I think you don't want to store data in sessions, because it writes to disk. If someone hits the app with multiple requests, are you able to guarantee that they hit the same machine in the cloud? That's rather complicated to write. I would cookie the user instead.
http://php.about.com/od/learnphp/qt/session_cookie.htm
http://www.quora.com/Does-PHP-handle-sessions-by-writing-session-variable-data-to-disc-or-does-this-information-persist-only-in-RAM-Will-accessing-session-data-cause-a-disc-read-in-PHP
Like the others said, I'd use Memcached if you want to scale, but to answer your question directly, I think your server should be able to handle the usage you describe.
In PHP you can change the session handler. The default session handler is to write data in a temp file, with one file per session. It works okay, but has limitations when runnning high traffic apps (although with 200K/hour you shoudln't have problems with the default handler).
And easy solution is to use the session handler for Memcached, with the PECL/Memcache extension (not to confuse with the PECL/Memcached extension):
http://www.php.net/manual/en/memcache.examples-overview.php (see example #2)
Related
Question basically says it all. I get a lot of traffic, about 200k hits a day. I want to store the original referrer (where they came from) in a session variable for various purposes. Is this a good idea or should I stick in a database instead?
You can do both at once :). PHP allows you define the storage logic of your sessions in scripts. This way it is possible to store sessions in a database as well. Check the manual of set_session_save_handler()
Using a database would have its advantages if you use load balancing (or plan to do it once). This way all web servers could read the session data from the same database (or cluster) and the load balancer would not have to worry about which request should be forwarded to which web server. If session data is stored in files, which is the default mechanism, then a load balancer has to forwared each request of a session to the same physical web server, which is much more complex, as the load balancer has to work on HTTP level.
You could just store the information in a cookie if you only need it for the user's current session. Then you don't need to store it at all on your end.
There are a few down sides as well:
They may have cookies disabled, so you may not be able to save it.
If you need the information next time you may not be able to get it, as it could have been deleted.
Not super secure so don't save passwords, bank info, etc.
So if needing this information is required no matter what, maybe its not the way to go.
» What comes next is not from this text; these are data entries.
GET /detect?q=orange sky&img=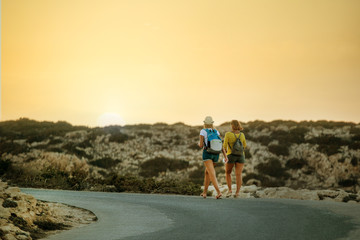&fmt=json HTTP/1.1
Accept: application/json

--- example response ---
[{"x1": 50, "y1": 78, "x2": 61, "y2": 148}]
[{"x1": 1, "y1": 0, "x2": 360, "y2": 126}]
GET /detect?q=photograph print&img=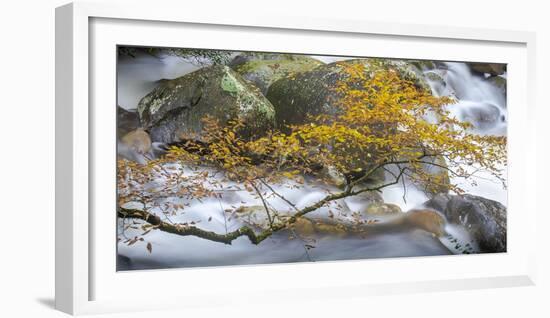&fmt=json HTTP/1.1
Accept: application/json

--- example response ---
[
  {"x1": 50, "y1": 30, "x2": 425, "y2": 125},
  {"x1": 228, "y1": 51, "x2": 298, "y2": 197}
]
[{"x1": 116, "y1": 46, "x2": 508, "y2": 271}]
If the information is optional, then this will work.
The default PHP session handler is the file handler. So, the pertinent questions are:
Are you using more than 1 webserver without sticky sessions (load balancing)?
Are you running out of disk space?
Do you ever intend to do those?
If yes (to any), then store it in a database. Or, even better, calculate the stuff on every request (or cache it somewhere like Memcached). You could also store the stuff in a signed cookie (to prevent tampering).
There is certain userdata read from the (MySQL) database that will be needed in subsequent page-requests, say the name of the user or some preferences.
Is it beneficial to store this data in the $_SESSION variable to save on database lookups?
We're talking (potentially) lots of users. I'd imagine storing in $_SESSION contributes to RAM usage (very-small-amount times very-many-users) while accessing the database on every page request for the same data again and again should increase disk activity.
The irony of your question is that, for most systems, once you get a large number of users, you need to find a way to get your sessions out of the default on-disk storage and into a separate persistence layer (i.e. database, in-memory cache, etc.). This is because at some point you need multiple application servers, and it is usually a lot easier not to have to maintain state on the application servers themselves.
A number of large systems utilize in-memory caching (memcached or similar) for session persistence, as it can provide a common persistence layer available to multiple front-end servers and doesn't require long time persistence (on-disk storage) of the data.
Well-designed database tables or other disk-based key-value stores can also be successfully used, though they might not be as performant as in-memory storage. However, they may be cheaper to operate depending on how much data you are expecting to store with each session key (holding large quantities of data in RAM is typically more expensive than storing on disk).
Understanding the size of session data (average size and maximum size), the number of concurrent sessions you expect to support, and the frequency with which the session data will need to be accessed will be important in helping you decide what solution is best for your situation.
You can use multiple storage backends for session data in PHP. Per default its saved to files. One file for one session. You can also use a database as session backend or whatever you wan't by implementing you own session save handler
If you want your application most scalable I would not use sessions on file system. Imagine you have a setup with mutiple web servers all serving your site as a farm. When using session on filesystem a user had to be redirected to the same server for each request because the session data is only available on that servers filesystem. If you not using sessions on filesystem it would not matter which server is being used for a request. This makes the load balancing much easier.
Instead of using session on filesystem I would suggest
use cookies
use request vars across multiple requests
or (if data is security critical)
use sessions with a database save handler. So data would be available to each webserver that reads from the database (or cluster).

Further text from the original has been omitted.